Groupe Bolloré, vers une cession de ses activités portuaires d'Afrique

Le groupe Bolloré est en pleine reconversion. Le quotidien Le Monde indique à juste titre que l'industriel français a contacté une banque d'affaires en vue d'étudier l'éventuelle cession de ses activités portuaires en Afrique.

Vincent_Bollore_Les secteurs de l'audiovisuel, de la publicité et de la communication, tel est le nouveau champ dans lequel le groupe Bolloré entend désormais faire sa reconversion. Le groupe français a d'ailleurs exploré ce terrain depuis une dizaine d'années et semble s'y plaire et s'y installer durablement et confortablement. Cette nouvelle activité constitue à ce jour 80% des bénéfices de l'industriel français.

C'est à juste titre que l'entreprise dirigée par Vincent Bolloré compte se retirer de ses activités portuaires, aéroportuaires et ferroviaires en Afrique. « Aujourd'hui, Bolloré est présent dans 42 ports africains en qualité d'opérateur de terminaux, d'agent de lignes maritimes ou de manutentionnaire. Il gère 16 terminaux à conteneurs, principalement en Afrique centrale et en Afrique de l'Ouest, mais aussi trois concessions ferroviaires, des entrepôts et des ports secs, etc. », indique RFI.

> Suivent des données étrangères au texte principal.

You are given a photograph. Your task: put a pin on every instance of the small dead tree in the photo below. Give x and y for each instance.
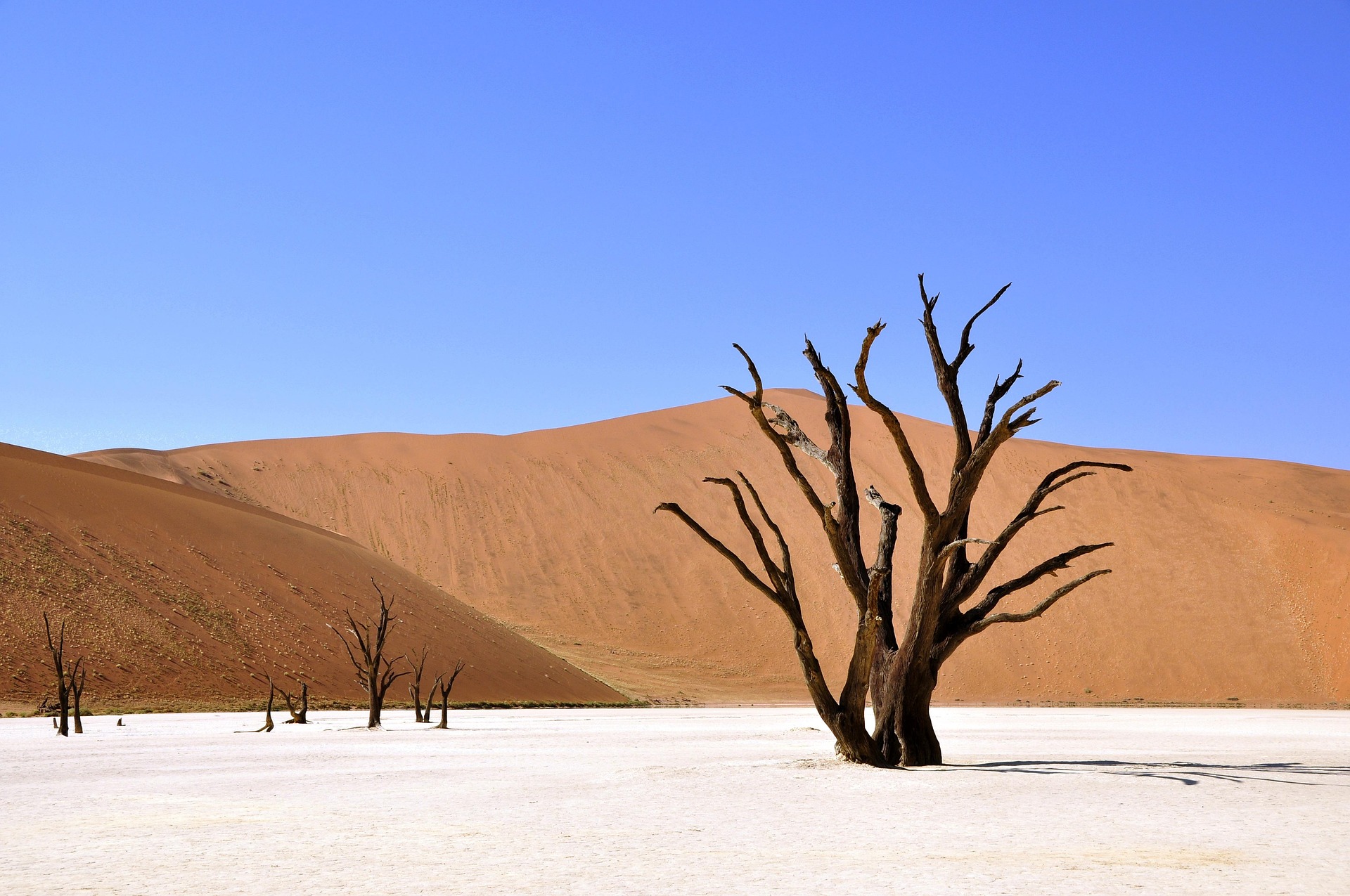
(898, 664)
(77, 682)
(374, 671)
(297, 717)
(271, 696)
(419, 661)
(57, 648)
(443, 686)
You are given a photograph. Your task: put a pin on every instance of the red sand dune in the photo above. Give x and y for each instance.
(1232, 575)
(176, 595)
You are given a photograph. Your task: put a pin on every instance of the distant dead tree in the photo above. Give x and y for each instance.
(419, 661)
(302, 715)
(898, 665)
(443, 686)
(77, 682)
(65, 675)
(374, 671)
(271, 696)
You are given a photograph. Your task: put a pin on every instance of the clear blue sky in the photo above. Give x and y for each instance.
(229, 220)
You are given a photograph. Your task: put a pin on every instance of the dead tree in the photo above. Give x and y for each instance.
(297, 717)
(77, 682)
(57, 649)
(419, 661)
(898, 665)
(374, 671)
(271, 696)
(443, 686)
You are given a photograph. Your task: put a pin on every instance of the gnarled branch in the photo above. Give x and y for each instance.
(1039, 609)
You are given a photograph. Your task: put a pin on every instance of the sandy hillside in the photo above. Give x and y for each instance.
(177, 595)
(1232, 575)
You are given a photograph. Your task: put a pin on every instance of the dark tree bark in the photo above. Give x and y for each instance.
(302, 715)
(57, 648)
(77, 682)
(271, 696)
(374, 671)
(419, 661)
(898, 667)
(443, 686)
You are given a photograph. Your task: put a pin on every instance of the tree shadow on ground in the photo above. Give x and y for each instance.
(1184, 772)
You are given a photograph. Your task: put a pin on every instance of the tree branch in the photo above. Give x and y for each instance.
(1039, 609)
(1046, 569)
(918, 485)
(723, 550)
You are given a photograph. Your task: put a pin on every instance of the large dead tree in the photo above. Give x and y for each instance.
(896, 661)
(374, 671)
(64, 673)
(443, 684)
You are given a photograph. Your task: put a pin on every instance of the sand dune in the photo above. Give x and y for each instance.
(1232, 575)
(177, 595)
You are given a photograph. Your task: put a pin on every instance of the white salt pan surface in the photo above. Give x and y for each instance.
(708, 800)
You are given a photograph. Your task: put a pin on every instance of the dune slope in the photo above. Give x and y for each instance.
(181, 597)
(1230, 575)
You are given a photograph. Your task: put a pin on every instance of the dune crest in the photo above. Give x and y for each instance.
(181, 597)
(1232, 575)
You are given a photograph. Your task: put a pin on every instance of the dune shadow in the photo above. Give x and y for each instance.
(1188, 774)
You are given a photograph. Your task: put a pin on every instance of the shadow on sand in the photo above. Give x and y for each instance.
(1183, 772)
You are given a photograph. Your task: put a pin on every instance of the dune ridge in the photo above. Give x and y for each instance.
(183, 597)
(1230, 578)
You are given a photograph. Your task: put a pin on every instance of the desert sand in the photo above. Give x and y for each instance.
(183, 597)
(736, 800)
(1230, 575)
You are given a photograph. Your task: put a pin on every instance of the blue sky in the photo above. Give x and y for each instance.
(226, 221)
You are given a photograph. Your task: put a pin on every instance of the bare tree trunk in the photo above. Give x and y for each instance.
(374, 671)
(444, 684)
(946, 606)
(271, 696)
(58, 667)
(302, 715)
(77, 682)
(418, 661)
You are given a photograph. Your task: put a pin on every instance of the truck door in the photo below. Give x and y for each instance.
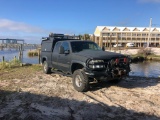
(65, 58)
(55, 55)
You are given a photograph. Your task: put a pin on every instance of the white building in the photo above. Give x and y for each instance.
(110, 35)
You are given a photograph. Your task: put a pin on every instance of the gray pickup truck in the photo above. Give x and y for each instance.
(84, 60)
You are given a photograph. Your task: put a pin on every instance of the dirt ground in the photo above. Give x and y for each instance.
(28, 94)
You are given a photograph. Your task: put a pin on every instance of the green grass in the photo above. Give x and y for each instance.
(33, 53)
(13, 63)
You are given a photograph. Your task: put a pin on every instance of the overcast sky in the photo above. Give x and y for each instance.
(32, 19)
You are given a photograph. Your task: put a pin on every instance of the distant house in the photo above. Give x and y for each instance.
(104, 35)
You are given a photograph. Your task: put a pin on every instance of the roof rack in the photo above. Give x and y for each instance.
(60, 36)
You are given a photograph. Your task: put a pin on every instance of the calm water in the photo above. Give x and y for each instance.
(144, 69)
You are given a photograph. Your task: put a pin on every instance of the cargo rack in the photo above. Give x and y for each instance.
(61, 37)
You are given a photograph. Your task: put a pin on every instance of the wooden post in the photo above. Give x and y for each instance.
(2, 58)
(39, 56)
(101, 40)
(117, 42)
(110, 42)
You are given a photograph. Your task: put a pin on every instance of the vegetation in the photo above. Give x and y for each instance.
(13, 63)
(84, 37)
(33, 53)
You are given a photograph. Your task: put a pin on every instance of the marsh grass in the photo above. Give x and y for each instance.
(13, 63)
(33, 53)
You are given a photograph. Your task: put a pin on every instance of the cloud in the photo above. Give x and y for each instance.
(149, 1)
(9, 25)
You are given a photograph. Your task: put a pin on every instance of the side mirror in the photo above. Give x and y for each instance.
(66, 52)
(61, 50)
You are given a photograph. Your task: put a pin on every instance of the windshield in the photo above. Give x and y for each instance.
(78, 46)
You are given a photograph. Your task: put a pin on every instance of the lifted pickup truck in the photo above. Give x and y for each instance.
(84, 60)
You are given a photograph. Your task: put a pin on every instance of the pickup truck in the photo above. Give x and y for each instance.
(84, 60)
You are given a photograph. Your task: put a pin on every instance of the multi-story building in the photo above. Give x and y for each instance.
(109, 35)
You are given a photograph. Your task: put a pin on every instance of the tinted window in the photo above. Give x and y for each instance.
(65, 45)
(81, 45)
(56, 48)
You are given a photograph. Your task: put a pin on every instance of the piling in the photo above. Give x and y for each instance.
(39, 58)
(2, 58)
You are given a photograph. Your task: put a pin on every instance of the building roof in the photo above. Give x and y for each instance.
(100, 29)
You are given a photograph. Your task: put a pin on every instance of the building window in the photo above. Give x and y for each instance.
(97, 38)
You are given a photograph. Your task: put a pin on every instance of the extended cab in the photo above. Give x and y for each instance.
(84, 60)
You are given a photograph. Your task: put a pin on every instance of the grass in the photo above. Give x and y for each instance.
(33, 53)
(13, 63)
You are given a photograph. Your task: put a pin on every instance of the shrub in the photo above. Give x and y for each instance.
(13, 63)
(33, 53)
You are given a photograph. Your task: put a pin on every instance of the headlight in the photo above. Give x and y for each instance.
(96, 64)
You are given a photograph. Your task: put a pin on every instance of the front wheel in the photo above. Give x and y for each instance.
(46, 68)
(80, 81)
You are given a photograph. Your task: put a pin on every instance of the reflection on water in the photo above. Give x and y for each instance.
(146, 69)
(10, 54)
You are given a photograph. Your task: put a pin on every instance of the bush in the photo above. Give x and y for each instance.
(33, 53)
(13, 63)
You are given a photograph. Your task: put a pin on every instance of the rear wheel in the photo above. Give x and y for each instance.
(46, 68)
(80, 81)
(116, 80)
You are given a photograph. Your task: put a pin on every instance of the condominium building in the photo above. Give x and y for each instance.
(109, 35)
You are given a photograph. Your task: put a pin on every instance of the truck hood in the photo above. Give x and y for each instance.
(99, 54)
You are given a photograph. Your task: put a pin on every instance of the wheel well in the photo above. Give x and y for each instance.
(76, 66)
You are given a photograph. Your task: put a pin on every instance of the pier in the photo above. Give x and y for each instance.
(11, 44)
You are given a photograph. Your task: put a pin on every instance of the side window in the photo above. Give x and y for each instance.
(65, 45)
(56, 48)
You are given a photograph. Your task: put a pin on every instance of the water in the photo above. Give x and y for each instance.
(146, 69)
(9, 55)
(143, 69)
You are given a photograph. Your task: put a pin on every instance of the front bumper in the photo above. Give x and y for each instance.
(104, 74)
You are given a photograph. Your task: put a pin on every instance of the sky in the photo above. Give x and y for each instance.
(33, 19)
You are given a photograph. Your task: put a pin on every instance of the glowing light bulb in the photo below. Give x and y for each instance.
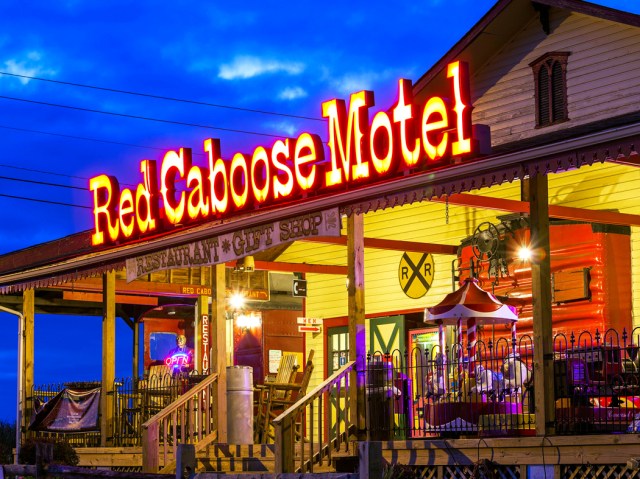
(524, 253)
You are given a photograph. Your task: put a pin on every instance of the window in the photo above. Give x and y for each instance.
(550, 77)
(160, 344)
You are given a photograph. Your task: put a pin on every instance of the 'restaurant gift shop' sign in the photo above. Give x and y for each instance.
(405, 139)
(232, 246)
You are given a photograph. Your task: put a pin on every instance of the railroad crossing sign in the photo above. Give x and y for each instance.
(415, 273)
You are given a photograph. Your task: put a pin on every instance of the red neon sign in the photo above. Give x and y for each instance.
(403, 138)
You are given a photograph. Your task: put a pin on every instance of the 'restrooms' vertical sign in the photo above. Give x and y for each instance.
(205, 351)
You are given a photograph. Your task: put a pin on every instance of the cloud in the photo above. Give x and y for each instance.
(244, 67)
(292, 93)
(286, 128)
(29, 67)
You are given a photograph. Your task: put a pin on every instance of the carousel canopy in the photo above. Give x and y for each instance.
(471, 301)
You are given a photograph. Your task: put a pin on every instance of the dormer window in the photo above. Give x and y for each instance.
(550, 77)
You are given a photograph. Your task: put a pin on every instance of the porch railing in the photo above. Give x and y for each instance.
(489, 391)
(316, 426)
(191, 419)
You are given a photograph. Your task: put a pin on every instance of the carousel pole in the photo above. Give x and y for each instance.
(472, 344)
(460, 351)
(441, 362)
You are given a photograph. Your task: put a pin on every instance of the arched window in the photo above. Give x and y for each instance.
(550, 76)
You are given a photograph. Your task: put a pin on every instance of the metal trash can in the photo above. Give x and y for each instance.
(239, 405)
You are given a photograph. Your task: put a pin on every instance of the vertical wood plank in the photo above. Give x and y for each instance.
(108, 356)
(357, 341)
(28, 312)
(541, 293)
(150, 463)
(219, 340)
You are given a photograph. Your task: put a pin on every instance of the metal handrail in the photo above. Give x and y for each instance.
(290, 425)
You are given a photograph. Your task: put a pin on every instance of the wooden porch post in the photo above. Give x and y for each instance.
(357, 339)
(108, 356)
(541, 292)
(219, 342)
(28, 312)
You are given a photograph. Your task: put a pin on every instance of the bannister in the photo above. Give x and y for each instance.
(188, 420)
(294, 427)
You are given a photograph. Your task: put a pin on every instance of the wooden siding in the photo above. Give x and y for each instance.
(601, 75)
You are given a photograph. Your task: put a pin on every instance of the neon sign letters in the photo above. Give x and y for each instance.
(400, 139)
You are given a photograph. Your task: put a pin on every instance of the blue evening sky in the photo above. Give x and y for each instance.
(279, 57)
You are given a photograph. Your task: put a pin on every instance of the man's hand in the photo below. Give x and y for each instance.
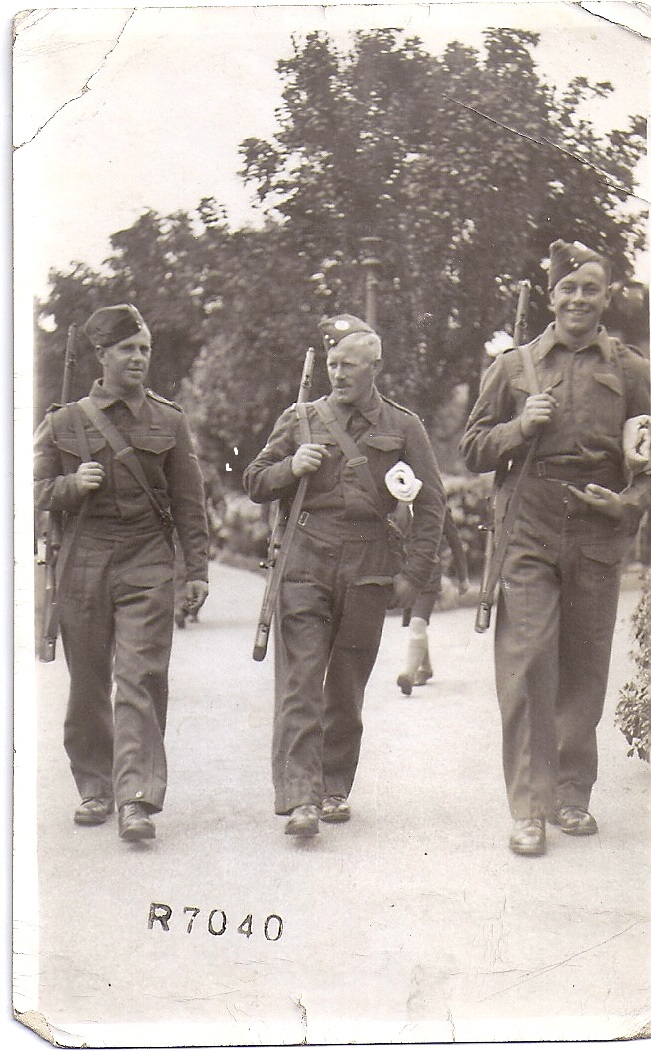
(307, 458)
(537, 412)
(89, 476)
(196, 594)
(404, 593)
(602, 499)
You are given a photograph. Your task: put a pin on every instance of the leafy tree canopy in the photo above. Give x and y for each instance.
(465, 165)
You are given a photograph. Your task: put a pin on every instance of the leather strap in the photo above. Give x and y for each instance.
(303, 421)
(127, 457)
(354, 457)
(531, 378)
(511, 512)
(65, 559)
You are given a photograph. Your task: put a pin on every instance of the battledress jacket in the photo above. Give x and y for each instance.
(157, 430)
(596, 389)
(389, 433)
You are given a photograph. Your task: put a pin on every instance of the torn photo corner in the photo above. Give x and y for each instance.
(238, 173)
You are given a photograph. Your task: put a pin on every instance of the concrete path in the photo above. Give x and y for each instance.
(412, 923)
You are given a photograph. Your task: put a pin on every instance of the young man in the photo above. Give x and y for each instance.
(341, 574)
(574, 521)
(116, 568)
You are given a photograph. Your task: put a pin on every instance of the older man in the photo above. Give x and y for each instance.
(341, 574)
(573, 524)
(121, 467)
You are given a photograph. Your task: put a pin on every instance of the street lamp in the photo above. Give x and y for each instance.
(369, 251)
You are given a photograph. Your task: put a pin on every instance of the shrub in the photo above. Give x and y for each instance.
(633, 712)
(245, 527)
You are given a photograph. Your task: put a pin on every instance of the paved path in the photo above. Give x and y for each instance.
(412, 923)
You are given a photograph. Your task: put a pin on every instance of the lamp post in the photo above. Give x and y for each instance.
(369, 251)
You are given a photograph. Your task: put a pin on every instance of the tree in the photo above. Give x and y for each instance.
(466, 165)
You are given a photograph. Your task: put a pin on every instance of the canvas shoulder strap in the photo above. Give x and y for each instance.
(513, 506)
(354, 456)
(531, 378)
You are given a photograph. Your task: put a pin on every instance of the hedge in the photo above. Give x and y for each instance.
(244, 530)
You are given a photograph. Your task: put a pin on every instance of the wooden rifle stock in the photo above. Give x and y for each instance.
(54, 528)
(279, 553)
(482, 620)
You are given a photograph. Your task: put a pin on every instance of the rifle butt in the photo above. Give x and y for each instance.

Nonobstant le fait que ses activités en Afrique lui rapportent plus de deux milliards d'euros de chiffre d'affaires, avec un personnel de plus de 20 000 employés, Bolloré aurait copté la banque d'affaires Morgan Stanley afin d'étudier la possibilité de cession de ses activités logistiques sur le continent.

Même s'il ne s'agit pour l'instant que d'une éventualité, CMA-CGM, Mearsk, Dubaï Ports World et Cosco shipping font d'ores et déjà le pied de grue pour s'acquérir ce vaste marché, qui a permis à la multinationale française de bâtir fortune.

Le confrère précise par ailleurs que Bolloré constitue à n'en point douter « un vecteur essentiel de l'influence économique de la France en Afrique ».

Le 24 avril 2018, faut-il le rappeler, le groupe Bolloré a été mis en examen par la justice française pour des soupçons de corruption dans la passation de marchés sur plusieurs ports d'Afrique de l'Ouest.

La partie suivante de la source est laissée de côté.